- Born: Pierrette Lalanne 10 September 1935 (age 90) Aire-sur-l'Adour, France
- Occupation: Model
- Spouses: ; Claude Giraud ​ ​(m. 1956; div. 1960)​ ; Jean-Marie Le Pen ​ ​(m. 1960; div. 1987)​
- Children: 3, including Marie-Caroline and Marine
- Relatives: Marion Maréchal

= Pierrette Le Pen =

Ex-wife of Jean-Marie Le Pen (born 1935)

Pierrette Le Pen (' Lalanne; born 10 September 1935) is a French model who was married to Jean-Marie Le Pen from 1960 to 1987, and the mother of Marie-Caroline Le Pen, Yann Le Pen and Marine Le Pen. She is also the grandmother of Marion Maréchal, the former Executive Vice President of Reconquête.

== Biography ==
Pierrette was the daughter of a wine seller from the Landes department in southwestern France. Pierrette's first marriage was to Claude Giraud in 1956, which lasted until 1960. After divorcing Giraud, she worked briefly as a model.

Pierrette Lalanne met Jean-Marie Le Pen in 1958, during a gala evening. She married him on June 29, 1960, at the town hall in the 8th arrondissement of Paris. They have three daughters together, Marie-Caroline Le Pen, Yann Le Pen, and Marine Le Pen. Initially, Pierrette Le Pen accompanied Jean-Marie in his political activities. However, in 1972, she left him due to his extreme views.

In a 1987 interview with Playboy, Jean-Marie Le Pen, who refused to pay alimony to Pierrette, said that "If she needs any money, all she has to do is clean". Pierrette Le Pen then reacted by accepting Playboys offer to pose in a semi-nude maid's outfit, the photos appeared on the 23rd issue of the magazine, under the title "Madame Le Pen doing the cleaning while naked". Marine Le Pen said that she was "scandalized" by the actions of her mother and stated that "Today, after these photos, we can no longer consider her our mother. It's worse than really losing her, a mother is part of a secret garden, not a public dump". Their divorce was finally pronounced later in 1987.
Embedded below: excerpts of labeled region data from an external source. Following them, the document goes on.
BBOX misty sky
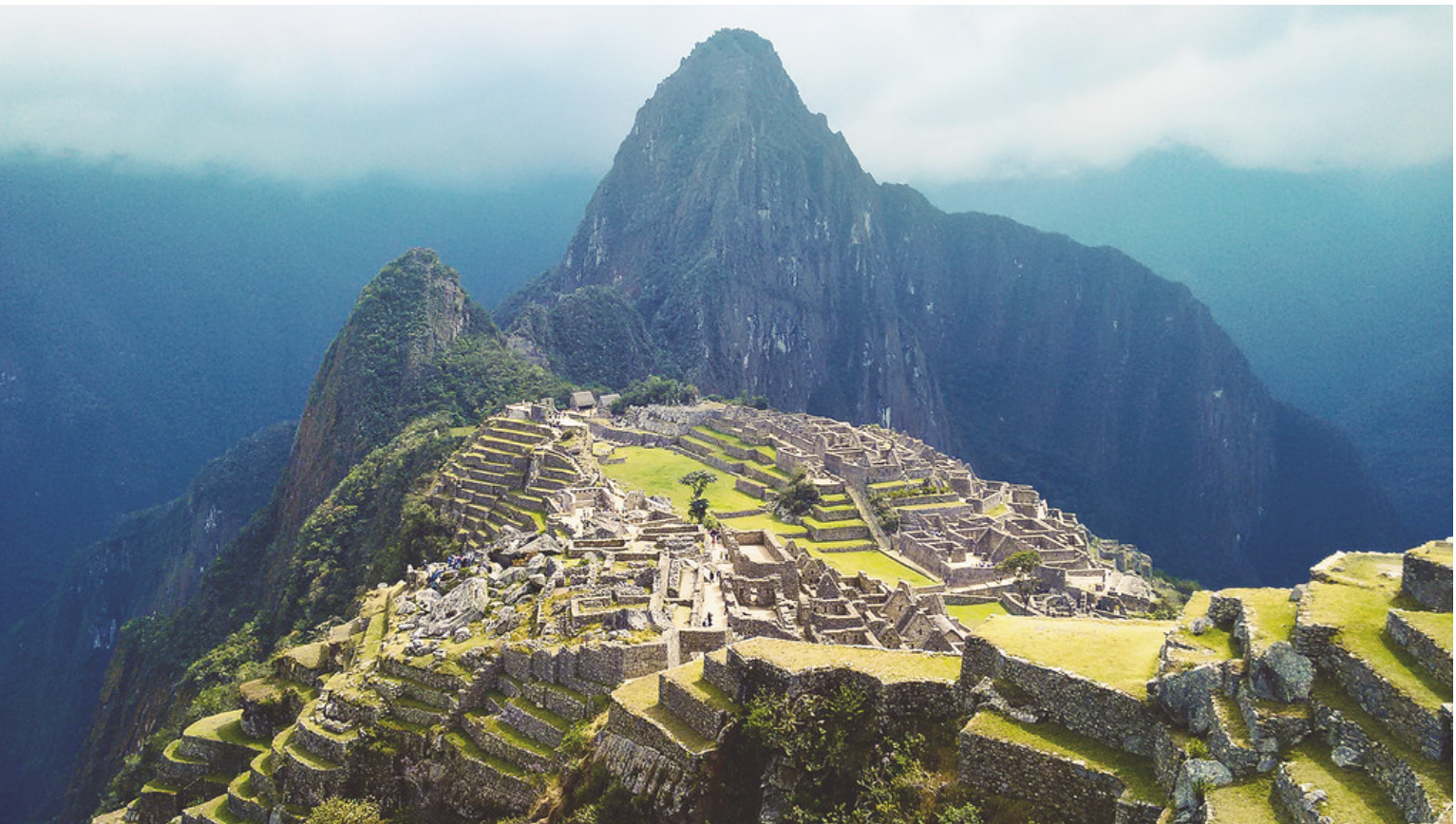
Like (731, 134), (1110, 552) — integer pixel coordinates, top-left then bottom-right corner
(0, 6), (1451, 186)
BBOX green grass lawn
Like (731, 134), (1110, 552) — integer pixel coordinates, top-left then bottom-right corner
(734, 638), (961, 683)
(1410, 540), (1451, 567)
(1395, 610), (1451, 655)
(601, 447), (763, 514)
(1223, 590), (1298, 654)
(975, 616), (1175, 701)
(797, 541), (936, 587)
(1308, 553), (1451, 712)
(612, 673), (715, 753)
(965, 709), (1166, 804)
(1309, 676), (1453, 810)
(1204, 777), (1280, 824)
(718, 513), (809, 538)
(1286, 740), (1405, 824)
(1172, 590), (1239, 668)
(945, 601), (1006, 629)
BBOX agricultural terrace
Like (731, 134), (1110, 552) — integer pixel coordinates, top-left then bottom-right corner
(965, 709), (1166, 805)
(1223, 590), (1298, 652)
(1153, 590), (1239, 666)
(1305, 553), (1451, 712)
(601, 447), (763, 515)
(945, 601), (1006, 629)
(973, 616), (1177, 701)
(734, 638), (961, 683)
(1286, 740), (1405, 824)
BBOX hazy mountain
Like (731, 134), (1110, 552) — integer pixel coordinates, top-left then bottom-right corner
(501, 30), (1405, 582)
(0, 159), (591, 626)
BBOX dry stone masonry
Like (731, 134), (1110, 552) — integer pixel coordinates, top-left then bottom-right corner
(98, 398), (1451, 824)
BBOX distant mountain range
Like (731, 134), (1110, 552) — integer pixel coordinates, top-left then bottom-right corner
(498, 30), (1408, 584)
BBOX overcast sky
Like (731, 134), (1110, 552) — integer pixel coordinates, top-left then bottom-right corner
(0, 6), (1453, 186)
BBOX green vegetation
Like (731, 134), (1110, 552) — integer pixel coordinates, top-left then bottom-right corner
(735, 638), (961, 683)
(743, 687), (980, 824)
(1223, 590), (1298, 654)
(773, 467), (820, 518)
(996, 549), (1041, 598)
(795, 552), (936, 587)
(601, 447), (763, 513)
(1204, 777), (1280, 824)
(1306, 553), (1451, 712)
(965, 710), (1166, 804)
(612, 374), (697, 415)
(1284, 740), (1404, 824)
(1390, 610), (1451, 655)
(1169, 590), (1239, 666)
(975, 616), (1174, 701)
(1311, 676), (1453, 810)
(303, 796), (380, 824)
(945, 601), (1006, 629)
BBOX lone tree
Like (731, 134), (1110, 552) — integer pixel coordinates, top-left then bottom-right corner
(996, 549), (1041, 598)
(773, 466), (820, 518)
(677, 469), (718, 524)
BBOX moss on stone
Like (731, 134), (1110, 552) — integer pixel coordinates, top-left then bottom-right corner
(965, 710), (1166, 805)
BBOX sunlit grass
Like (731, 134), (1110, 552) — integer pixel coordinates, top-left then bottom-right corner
(974, 616), (1174, 701)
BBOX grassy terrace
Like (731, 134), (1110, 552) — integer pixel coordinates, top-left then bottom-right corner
(795, 552), (936, 587)
(188, 794), (249, 824)
(601, 447), (763, 514)
(1171, 590), (1239, 668)
(1409, 540), (1453, 567)
(1223, 590), (1298, 652)
(975, 616), (1175, 701)
(182, 709), (268, 751)
(612, 673), (715, 753)
(945, 601), (1006, 629)
(1392, 610), (1451, 654)
(734, 638), (961, 683)
(1204, 777), (1280, 824)
(1311, 676), (1451, 810)
(1306, 553), (1451, 712)
(664, 658), (743, 712)
(445, 731), (527, 778)
(965, 709), (1167, 804)
(1286, 740), (1404, 824)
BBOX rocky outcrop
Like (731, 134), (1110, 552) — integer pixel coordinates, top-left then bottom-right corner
(501, 30), (1398, 582)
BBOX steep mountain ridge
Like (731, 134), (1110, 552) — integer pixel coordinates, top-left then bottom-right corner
(500, 30), (1404, 582)
(0, 423), (293, 821)
(61, 249), (563, 821)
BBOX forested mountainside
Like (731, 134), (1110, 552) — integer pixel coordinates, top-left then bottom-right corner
(32, 249), (566, 819)
(498, 30), (1407, 584)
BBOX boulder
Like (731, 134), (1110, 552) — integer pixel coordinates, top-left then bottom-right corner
(1249, 641), (1314, 703)
(420, 578), (491, 638)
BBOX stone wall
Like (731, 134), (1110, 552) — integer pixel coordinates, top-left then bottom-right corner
(1385, 610), (1451, 690)
(1401, 552), (1451, 613)
(1311, 699), (1440, 821)
(958, 729), (1161, 824)
(961, 635), (1158, 756)
(1295, 623), (1451, 760)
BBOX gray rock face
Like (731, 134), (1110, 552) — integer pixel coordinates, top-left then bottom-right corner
(1174, 758), (1233, 810)
(420, 578), (491, 638)
(498, 30), (1393, 584)
(1251, 641), (1314, 703)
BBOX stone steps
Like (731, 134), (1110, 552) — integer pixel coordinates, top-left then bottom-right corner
(462, 712), (557, 772)
(227, 773), (273, 824)
(656, 658), (741, 741)
(607, 674), (716, 767)
(293, 709), (360, 763)
(444, 732), (538, 813)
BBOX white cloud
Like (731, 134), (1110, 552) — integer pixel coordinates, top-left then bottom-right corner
(0, 8), (1451, 183)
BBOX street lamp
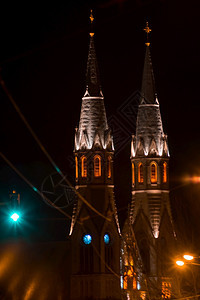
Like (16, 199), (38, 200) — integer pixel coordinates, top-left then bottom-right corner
(183, 254), (194, 260)
(176, 260), (185, 267)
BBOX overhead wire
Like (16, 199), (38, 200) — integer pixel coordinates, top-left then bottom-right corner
(0, 76), (120, 278)
(0, 152), (72, 219)
(0, 74), (111, 221)
(0, 152), (120, 278)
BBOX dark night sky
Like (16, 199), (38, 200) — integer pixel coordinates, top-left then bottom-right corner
(0, 0), (200, 246)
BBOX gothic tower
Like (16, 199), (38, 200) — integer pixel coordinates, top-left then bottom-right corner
(70, 11), (120, 300)
(122, 23), (175, 299)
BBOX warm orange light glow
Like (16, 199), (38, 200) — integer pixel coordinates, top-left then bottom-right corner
(81, 156), (87, 177)
(163, 162), (167, 183)
(183, 176), (200, 184)
(183, 254), (194, 260)
(162, 281), (171, 299)
(108, 156), (111, 178)
(176, 260), (185, 267)
(94, 155), (101, 177)
(75, 156), (78, 179)
(132, 162), (135, 185)
(133, 277), (137, 290)
(138, 163), (144, 183)
(151, 162), (157, 183)
(123, 272), (128, 290)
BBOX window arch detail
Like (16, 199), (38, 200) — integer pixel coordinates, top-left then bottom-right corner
(132, 162), (135, 185)
(163, 162), (167, 183)
(75, 156), (78, 179)
(81, 156), (87, 177)
(107, 156), (112, 178)
(94, 155), (101, 177)
(138, 162), (144, 183)
(150, 162), (158, 183)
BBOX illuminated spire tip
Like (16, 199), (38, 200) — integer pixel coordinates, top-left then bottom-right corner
(90, 9), (94, 36)
(144, 22), (151, 46)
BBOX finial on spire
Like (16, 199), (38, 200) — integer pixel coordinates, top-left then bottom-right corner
(144, 22), (151, 46)
(90, 9), (94, 37)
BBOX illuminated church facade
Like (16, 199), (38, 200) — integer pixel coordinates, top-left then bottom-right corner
(69, 13), (176, 300)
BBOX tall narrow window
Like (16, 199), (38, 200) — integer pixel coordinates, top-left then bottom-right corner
(108, 156), (111, 178)
(138, 163), (144, 183)
(132, 162), (135, 185)
(151, 162), (158, 183)
(94, 155), (101, 177)
(81, 156), (87, 177)
(75, 156), (78, 179)
(163, 162), (167, 183)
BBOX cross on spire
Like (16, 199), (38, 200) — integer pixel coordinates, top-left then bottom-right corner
(143, 22), (151, 46)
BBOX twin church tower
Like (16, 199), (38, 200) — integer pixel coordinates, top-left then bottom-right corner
(70, 12), (175, 300)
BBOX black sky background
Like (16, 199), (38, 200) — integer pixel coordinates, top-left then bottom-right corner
(0, 0), (200, 245)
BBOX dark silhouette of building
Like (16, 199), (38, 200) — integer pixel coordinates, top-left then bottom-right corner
(70, 9), (121, 300)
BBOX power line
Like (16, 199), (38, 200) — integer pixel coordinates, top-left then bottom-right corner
(0, 75), (111, 221)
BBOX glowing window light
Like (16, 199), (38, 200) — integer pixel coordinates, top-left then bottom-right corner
(94, 155), (101, 177)
(138, 163), (144, 183)
(137, 281), (141, 290)
(176, 260), (184, 267)
(151, 162), (157, 183)
(81, 156), (87, 177)
(162, 281), (171, 299)
(163, 162), (167, 183)
(183, 254), (194, 260)
(83, 234), (92, 245)
(104, 233), (110, 245)
(10, 213), (19, 222)
(108, 156), (111, 178)
(132, 162), (135, 185)
(75, 156), (78, 179)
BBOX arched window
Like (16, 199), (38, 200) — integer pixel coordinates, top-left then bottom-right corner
(80, 234), (93, 273)
(81, 156), (87, 177)
(150, 162), (158, 183)
(94, 155), (101, 177)
(163, 162), (167, 183)
(132, 162), (135, 185)
(138, 163), (144, 183)
(75, 156), (78, 179)
(108, 156), (111, 178)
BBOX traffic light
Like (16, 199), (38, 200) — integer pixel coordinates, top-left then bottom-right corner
(10, 189), (20, 222)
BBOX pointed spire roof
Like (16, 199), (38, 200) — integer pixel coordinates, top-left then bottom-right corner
(141, 22), (158, 104)
(84, 10), (103, 97)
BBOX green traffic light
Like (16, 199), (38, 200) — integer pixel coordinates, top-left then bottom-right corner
(10, 213), (19, 222)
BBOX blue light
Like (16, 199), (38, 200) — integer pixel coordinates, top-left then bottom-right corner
(104, 233), (110, 245)
(83, 234), (92, 245)
(10, 213), (19, 222)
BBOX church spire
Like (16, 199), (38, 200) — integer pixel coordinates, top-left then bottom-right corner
(84, 10), (103, 97)
(141, 22), (158, 104)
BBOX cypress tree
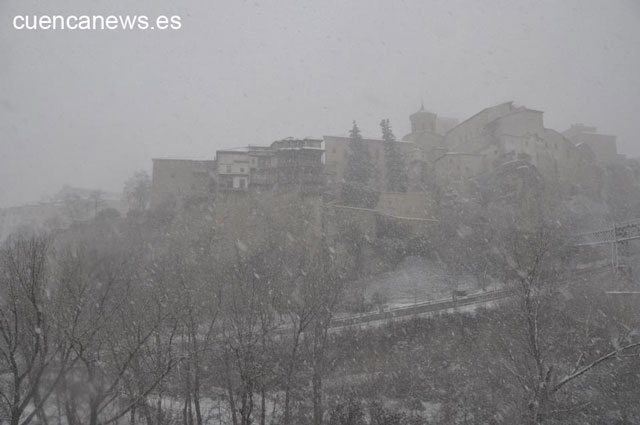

She moved in with Jean Marcilly, but the couple ended up separating. Not receiving a pension, she was then hosted by friends near La Rochelle, but then managed to reconnect with her daughters, first Marie-Caroline and Yann, then Marine with whom she had no longer had any relationship since she was fifteen years old. Her three daughters first rent an apartment for her, then convince their father to accommodate her: Jean-Marie Le Pen then welcomes his ex-wife in a pavilion located on the family mansion in Montretout. Pierrette Lalanne then published a press release in which she regretted her past statements regarding her ex-husband. She is also the architect of Marine's reconciliation with her sister Marie-Caroline.